There is not a strict definition of Data Science. A very simple yet concise definition would be "study of data" or "applying science to data". So a data scientist can be described as a person who studies data or applies science to data.
But why would a person study data? The goal of data science is much more dominant in explaining the importance of it. The goal is to solve a problem, overcome an issue, answer a question, or make things better and easier by applying science to data. These goals can be achieved with a systematic and structured study with following questions in mind:
- What is the problem and how can we solve it?
- What kind of data is needed and how can it be collected?
- How do we need to approach the data?
- What does the data tell us?
- What kind of model should we build?
- How do we evaluate the model?
- What are the conclusions?
- How do we tell what the results mean to others?
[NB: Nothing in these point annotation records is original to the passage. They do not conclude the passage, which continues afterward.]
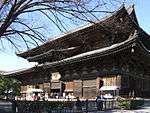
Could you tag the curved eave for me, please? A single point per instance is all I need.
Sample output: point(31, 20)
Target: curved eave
point(42, 48)
point(49, 54)
point(94, 54)
point(19, 72)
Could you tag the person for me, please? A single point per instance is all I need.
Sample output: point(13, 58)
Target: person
point(99, 102)
point(78, 104)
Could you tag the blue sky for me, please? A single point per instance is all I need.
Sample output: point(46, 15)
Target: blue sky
point(9, 61)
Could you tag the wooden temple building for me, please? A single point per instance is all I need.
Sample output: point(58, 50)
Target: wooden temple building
point(110, 54)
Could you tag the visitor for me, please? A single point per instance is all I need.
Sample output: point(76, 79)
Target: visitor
point(99, 102)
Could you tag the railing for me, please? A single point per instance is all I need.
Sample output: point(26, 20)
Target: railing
point(58, 106)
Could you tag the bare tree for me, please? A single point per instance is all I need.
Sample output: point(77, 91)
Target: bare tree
point(16, 27)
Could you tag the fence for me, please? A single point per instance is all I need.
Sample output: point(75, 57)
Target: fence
point(62, 106)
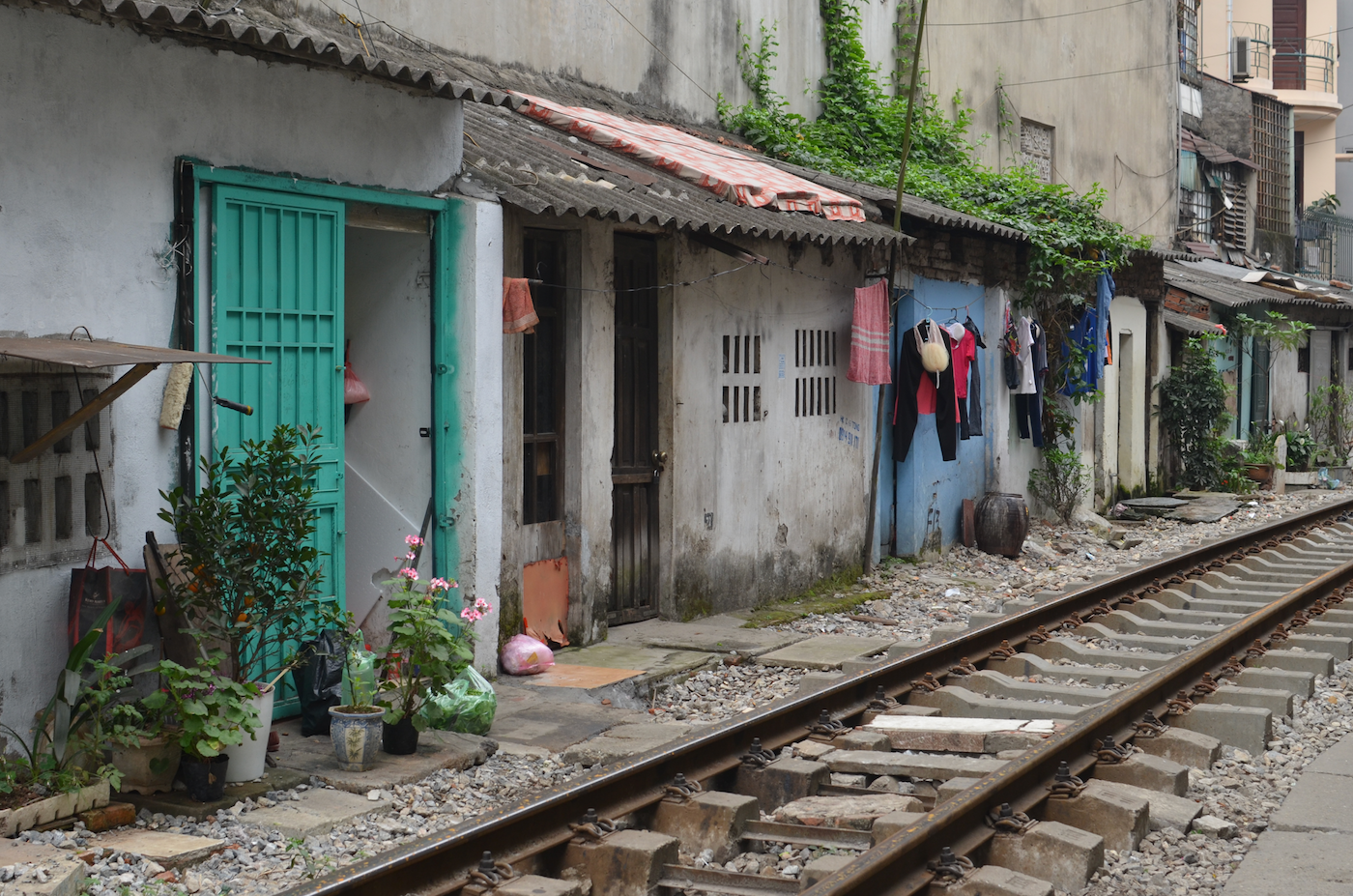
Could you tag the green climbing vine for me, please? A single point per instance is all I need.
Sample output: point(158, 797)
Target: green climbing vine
point(859, 132)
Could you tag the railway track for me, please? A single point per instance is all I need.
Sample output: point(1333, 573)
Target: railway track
point(1163, 665)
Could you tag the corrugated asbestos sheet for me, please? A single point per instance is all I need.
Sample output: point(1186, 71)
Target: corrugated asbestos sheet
point(1191, 324)
point(913, 207)
point(543, 171)
point(253, 29)
point(1204, 280)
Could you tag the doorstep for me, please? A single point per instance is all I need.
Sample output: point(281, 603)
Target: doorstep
point(619, 672)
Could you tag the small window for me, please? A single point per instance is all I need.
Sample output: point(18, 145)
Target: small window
point(741, 396)
point(1035, 146)
point(543, 382)
point(815, 395)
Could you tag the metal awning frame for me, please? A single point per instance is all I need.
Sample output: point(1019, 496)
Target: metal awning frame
point(90, 355)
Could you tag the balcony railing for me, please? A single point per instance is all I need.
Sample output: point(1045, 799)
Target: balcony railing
point(1260, 46)
point(1303, 65)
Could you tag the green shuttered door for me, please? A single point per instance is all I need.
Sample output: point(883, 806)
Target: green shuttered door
point(277, 268)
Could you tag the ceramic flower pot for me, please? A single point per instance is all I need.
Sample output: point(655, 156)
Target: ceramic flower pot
point(148, 767)
point(205, 778)
point(356, 737)
point(247, 760)
point(401, 737)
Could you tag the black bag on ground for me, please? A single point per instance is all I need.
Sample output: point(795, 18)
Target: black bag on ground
point(318, 679)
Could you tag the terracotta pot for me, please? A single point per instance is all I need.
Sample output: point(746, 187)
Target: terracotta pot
point(1001, 523)
point(148, 767)
point(205, 778)
point(247, 760)
point(1260, 473)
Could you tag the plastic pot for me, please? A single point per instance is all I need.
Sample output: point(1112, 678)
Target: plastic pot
point(247, 761)
point(356, 737)
point(205, 778)
point(401, 737)
point(148, 767)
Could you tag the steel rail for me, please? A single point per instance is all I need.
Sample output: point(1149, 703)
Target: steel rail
point(892, 866)
point(440, 862)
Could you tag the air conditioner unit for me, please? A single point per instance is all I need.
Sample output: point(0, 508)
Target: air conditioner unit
point(1240, 60)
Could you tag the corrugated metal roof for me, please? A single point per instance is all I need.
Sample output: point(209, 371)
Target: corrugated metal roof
point(543, 171)
point(103, 354)
point(253, 29)
point(912, 206)
point(1223, 283)
point(1193, 324)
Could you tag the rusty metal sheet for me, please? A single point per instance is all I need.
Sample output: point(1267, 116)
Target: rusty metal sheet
point(83, 354)
point(544, 600)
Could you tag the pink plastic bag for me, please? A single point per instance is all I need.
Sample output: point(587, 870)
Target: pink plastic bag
point(524, 655)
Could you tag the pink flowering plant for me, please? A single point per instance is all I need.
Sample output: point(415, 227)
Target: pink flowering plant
point(429, 642)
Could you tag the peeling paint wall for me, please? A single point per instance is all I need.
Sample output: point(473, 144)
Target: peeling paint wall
point(750, 510)
point(90, 128)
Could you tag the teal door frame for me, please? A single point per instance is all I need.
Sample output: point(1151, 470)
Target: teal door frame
point(446, 435)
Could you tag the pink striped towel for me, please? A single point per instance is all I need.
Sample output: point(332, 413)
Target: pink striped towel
point(869, 361)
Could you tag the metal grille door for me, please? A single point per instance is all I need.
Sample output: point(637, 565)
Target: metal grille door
point(277, 268)
point(635, 466)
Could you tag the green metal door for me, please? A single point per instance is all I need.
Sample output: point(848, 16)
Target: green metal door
point(276, 287)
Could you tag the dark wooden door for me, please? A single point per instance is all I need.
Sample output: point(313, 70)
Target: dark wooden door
point(633, 466)
point(1289, 44)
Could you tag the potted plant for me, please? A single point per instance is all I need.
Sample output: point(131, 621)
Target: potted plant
point(142, 747)
point(212, 713)
point(1260, 455)
point(355, 727)
point(428, 649)
point(245, 568)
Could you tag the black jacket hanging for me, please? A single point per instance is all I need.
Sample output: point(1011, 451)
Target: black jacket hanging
point(908, 379)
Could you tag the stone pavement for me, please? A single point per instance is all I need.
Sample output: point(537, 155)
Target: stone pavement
point(1308, 848)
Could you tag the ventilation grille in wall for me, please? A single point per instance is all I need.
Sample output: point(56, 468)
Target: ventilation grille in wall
point(815, 391)
point(741, 365)
point(50, 507)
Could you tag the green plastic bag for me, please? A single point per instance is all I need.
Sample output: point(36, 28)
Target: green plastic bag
point(467, 704)
point(364, 668)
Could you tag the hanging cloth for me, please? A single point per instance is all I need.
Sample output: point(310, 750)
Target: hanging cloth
point(518, 310)
point(869, 337)
point(974, 382)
So data science is a process rather than being a single event. Each step of this process needs to handled well in order to achieve significant and satisfying results.
Studying the data is not always easy especially when we have lots of data. Just like surgeons, carpenters, mechanics use tools to do their jobs, data scientists need tools as well. Ofcourse the tools come in different forms. Data scientists use computers which make complex computations fast and easy. There are many software packages and libraries as well as readily-available, tested algorithms that expedite data science process.
These tools are very handy and useful. However, these are just tools which should not be the solely focus of a data scientist. I feel like being a data scientist is associated with the capabilitity of using these tools. Prominent feature of a data scientist should not be how good he/she is at using TensorFlow or PyTorch. The primary target is to answer a question. Tools are there to make you do your job easier and seamless.
The focus of a data scientist should be finding ways to answer questions with data.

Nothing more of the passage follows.